There is no simple answer to our opening gambit, which suits Clown just fine, because he’s not a man for giving simple answers anyway. “I don’t do a lot of these anymore” – he means interviews, though to interview Clown is less about the strategic dance of question-and-answer conversation in search of insight and revelation, and more about joining the man born Michael Shawn Crahan in a guided visit, at great length and depth, through his mind’s many corners and its even greater amount of shadows. Navigating that is not for the faint of heart, nor is it for someone in a hurry.
“We have a responsibility to talk about the truth, and not to just talk to sell tickets. Damn, man, those are tickets to my life,” he says. “I stopped talking a while back because it felt like I was a mumble-jumble talker, artistic schizophrenic, and I felt that people didn’t want to listen to me, or would paraphrase me, misinterpret me. So I’ve spent a lot of time thinking about how to speak about where I’m at, and what the future is.”
Both of those topics are what’s brought Clown and Kerrang! together today, which is convenient, as both are weighing heavily on his shoulders.
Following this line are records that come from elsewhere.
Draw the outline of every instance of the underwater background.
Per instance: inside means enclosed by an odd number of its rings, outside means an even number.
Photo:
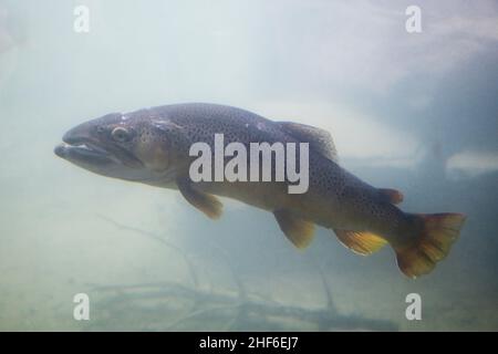
[[[498,3],[415,2],[0,1],[0,330],[498,330]],[[180,102],[325,128],[403,210],[465,212],[460,239],[409,280],[390,248],[319,228],[297,251],[269,212],[224,199],[211,221],[53,154],[83,121]]]

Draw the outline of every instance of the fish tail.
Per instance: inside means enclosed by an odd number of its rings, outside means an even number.
[[[409,241],[395,244],[401,271],[416,278],[429,273],[449,252],[465,222],[463,214],[407,214],[400,232],[411,235]],[[407,240],[406,237],[400,239]]]

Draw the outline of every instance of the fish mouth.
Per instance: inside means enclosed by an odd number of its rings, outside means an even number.
[[[144,164],[124,148],[112,145],[104,146],[87,137],[71,136],[68,132],[54,148],[54,154],[69,162],[94,166],[124,165],[131,168],[142,168]]]
[[[79,145],[61,143],[55,146],[53,152],[59,157],[69,160],[81,160],[94,165],[115,163],[115,159],[112,158],[112,155],[108,152],[96,145],[91,145],[90,143]]]

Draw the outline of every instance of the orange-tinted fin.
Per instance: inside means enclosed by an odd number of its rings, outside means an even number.
[[[369,256],[387,243],[382,237],[369,231],[347,231],[334,229],[339,241],[354,253]]]
[[[429,273],[444,259],[465,222],[463,214],[411,215],[418,235],[409,246],[395,247],[401,271],[416,278]]]
[[[286,209],[273,211],[274,218],[286,237],[299,249],[308,247],[313,240],[313,222],[300,219]]]
[[[403,194],[400,190],[396,189],[390,189],[390,188],[380,188],[378,192],[383,198],[385,198],[391,204],[400,204],[403,201]]]
[[[207,215],[210,219],[219,219],[224,205],[215,196],[194,189],[190,181],[178,180],[177,186],[187,201]]]

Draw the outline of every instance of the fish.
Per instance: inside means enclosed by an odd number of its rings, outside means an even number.
[[[290,194],[288,179],[194,181],[190,166],[198,156],[190,154],[190,147],[205,143],[214,150],[217,134],[226,144],[246,147],[305,144],[308,189]],[[76,125],[62,142],[54,148],[59,157],[102,176],[178,190],[211,219],[222,214],[218,197],[268,210],[298,249],[311,243],[315,226],[332,230],[343,246],[361,256],[390,244],[400,270],[413,279],[433,271],[449,253],[466,220],[459,212],[401,210],[401,191],[373,187],[340,166],[328,131],[227,105],[180,103],[111,113]]]

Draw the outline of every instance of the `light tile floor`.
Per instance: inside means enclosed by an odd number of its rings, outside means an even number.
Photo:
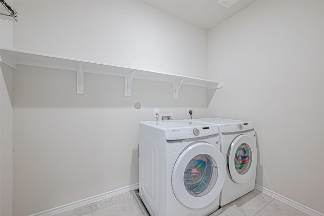
[[[148,215],[141,203],[138,203],[136,196],[133,191],[130,191],[55,216]],[[223,206],[223,212],[219,215],[308,216],[309,214],[255,189]]]

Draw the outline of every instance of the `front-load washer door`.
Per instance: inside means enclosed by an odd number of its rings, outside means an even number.
[[[256,171],[257,154],[255,138],[241,134],[233,140],[227,152],[226,163],[233,182],[244,184],[254,176]]]
[[[200,208],[211,203],[223,188],[226,175],[224,156],[214,146],[197,142],[179,155],[172,171],[172,189],[183,205]]]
It’s early March and, following our conversation, Clown will pack his bags for Indonesia to begin the long trek – 26 more live shows, including, most notably, a fifth headlining appearance at Download Festival in June – towards what he deems to be “the end of this cycle”.
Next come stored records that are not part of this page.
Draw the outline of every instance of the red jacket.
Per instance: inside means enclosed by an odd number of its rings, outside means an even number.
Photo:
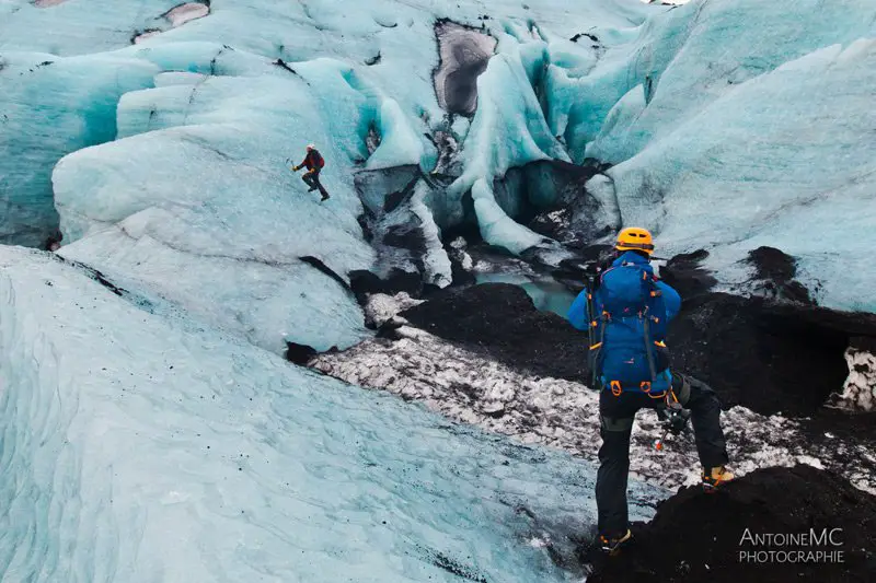
[[[314,149],[308,152],[308,155],[304,156],[304,161],[299,164],[299,167],[304,166],[308,170],[315,170],[319,172],[324,165],[325,161],[322,159],[320,152]]]

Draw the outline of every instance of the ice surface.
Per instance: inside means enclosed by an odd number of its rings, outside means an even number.
[[[0,55],[0,243],[37,246],[57,229],[51,167],[114,140],[118,100],[151,86],[155,72],[115,56]]]
[[[876,410],[876,355],[866,350],[849,348],[845,362],[849,363],[850,373],[839,395],[839,405],[857,411]]]
[[[410,325],[394,333],[401,339],[369,339],[346,352],[321,354],[314,366],[337,378],[422,400],[450,419],[523,443],[598,459],[599,393],[580,383],[509,368]],[[807,436],[811,428],[805,420],[764,417],[744,407],[722,412],[722,425],[737,475],[809,464],[876,493],[876,458],[871,454],[876,443],[872,436],[839,440],[826,448]],[[669,490],[699,483],[700,462],[692,439],[670,434],[666,450],[657,452],[654,440],[661,433],[656,415],[639,412],[631,441],[631,476]],[[631,500],[643,493],[641,487],[631,482]]]
[[[860,261],[876,244],[875,75],[876,42],[862,39],[739,85],[608,172],[623,222],[655,229],[664,254],[713,250],[728,279],[750,249],[781,248],[819,302],[876,311],[861,293],[876,268]]]
[[[4,581],[567,580],[528,541],[587,530],[588,464],[150,314],[48,255],[0,247],[0,268]]]
[[[198,2],[186,2],[174,7],[173,10],[164,14],[164,18],[171,21],[174,26],[182,26],[186,22],[203,19],[210,13],[210,8],[206,4]]]

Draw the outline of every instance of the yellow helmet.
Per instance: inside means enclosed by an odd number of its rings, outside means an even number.
[[[641,250],[648,255],[654,253],[654,238],[647,229],[641,226],[627,226],[618,233],[618,242],[614,244],[618,250]]]

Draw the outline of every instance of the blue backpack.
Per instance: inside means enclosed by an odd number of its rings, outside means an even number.
[[[622,264],[608,269],[595,294],[590,347],[593,380],[614,395],[649,393],[657,374],[669,368],[666,305],[649,265]]]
By ‘cycle’, he most definitely means that of last year’s The End, So Far album. He too means that of its predecessor, We Are Not Your Kind; the two albums inseparable in the mind of their creator, given the impact of the COVID pandemic and the amorphous years that followed, in which one was abruptly curtailed and the other surprisingly birthed. By his own admission, they were incredibly challenging times for even a band of Slipknot’s size.
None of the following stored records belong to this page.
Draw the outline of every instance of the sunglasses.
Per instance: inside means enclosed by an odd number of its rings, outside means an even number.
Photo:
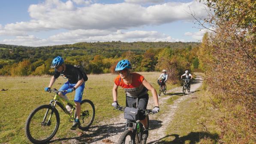
[[[123,73],[126,72],[126,70],[120,70],[120,71],[118,71],[117,72],[118,73]]]

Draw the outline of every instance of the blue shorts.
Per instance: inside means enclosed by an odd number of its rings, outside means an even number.
[[[70,84],[69,81],[67,81],[61,86],[59,90],[67,90],[69,88],[72,88],[75,84]],[[78,102],[82,102],[82,97],[83,97],[83,93],[84,89],[84,82],[82,85],[75,89],[75,96],[74,101]],[[62,94],[66,95],[67,93],[66,92],[62,93]]]

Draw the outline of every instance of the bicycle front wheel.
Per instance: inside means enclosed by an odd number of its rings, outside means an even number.
[[[188,87],[187,87],[187,92],[189,93],[190,92],[190,85]]]
[[[161,87],[161,85],[159,86],[159,93],[158,93],[158,96],[160,96],[161,95],[161,92],[162,92],[162,87]]]
[[[133,132],[127,129],[121,134],[117,144],[135,144],[133,138]]]
[[[182,87],[182,92],[183,93],[183,94],[186,93],[186,87],[185,87],[185,86],[183,86],[183,87]]]
[[[86,130],[90,126],[95,116],[95,108],[92,101],[84,99],[81,102],[80,122],[81,125],[78,127],[81,130]]]
[[[166,94],[166,85],[164,84],[163,85],[163,94]]]
[[[57,110],[50,105],[42,105],[28,116],[25,124],[26,135],[34,144],[44,144],[54,137],[59,125]]]

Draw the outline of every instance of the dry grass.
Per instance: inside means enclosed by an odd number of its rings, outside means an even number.
[[[157,78],[159,72],[140,72],[155,87],[158,88]],[[111,74],[88,75],[83,99],[91,100],[96,110],[93,124],[102,120],[108,120],[120,114],[114,111],[111,106],[113,101],[112,88],[113,80],[117,75]],[[0,143],[28,143],[25,136],[24,124],[30,112],[37,106],[49,103],[52,94],[44,92],[44,88],[49,84],[51,76],[28,77],[0,77]],[[60,77],[53,87],[59,88],[66,80]],[[171,86],[169,86],[169,87]],[[124,91],[118,89],[118,99],[122,105],[125,104]],[[151,93],[149,93],[151,95]],[[73,99],[74,93],[67,95]],[[72,124],[67,116],[58,109],[60,117],[60,125],[54,138],[77,136],[76,132],[69,130]]]

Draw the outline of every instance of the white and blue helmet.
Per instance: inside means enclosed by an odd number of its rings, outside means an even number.
[[[55,68],[56,66],[61,65],[63,63],[64,63],[64,60],[63,60],[62,57],[57,56],[52,60],[51,67]]]
[[[120,60],[117,66],[115,67],[115,69],[114,70],[115,71],[117,71],[119,70],[123,70],[125,69],[132,69],[132,65],[131,65],[131,63],[128,60]]]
“I was preparing to make a video for the song Spiders [from We Are Not Your Kind] when Corey Taylor calls me up and tells me about this thing called COVID,” explains the man who admits to not turning on his television, ever. “And boom! We chose to use that time to try to write and, at the end of it, have something that would also help us justify getting back on the road. So it was very confusing to know where we even were. Were we in We Are Not Your Kind? Were we moving towards something else?”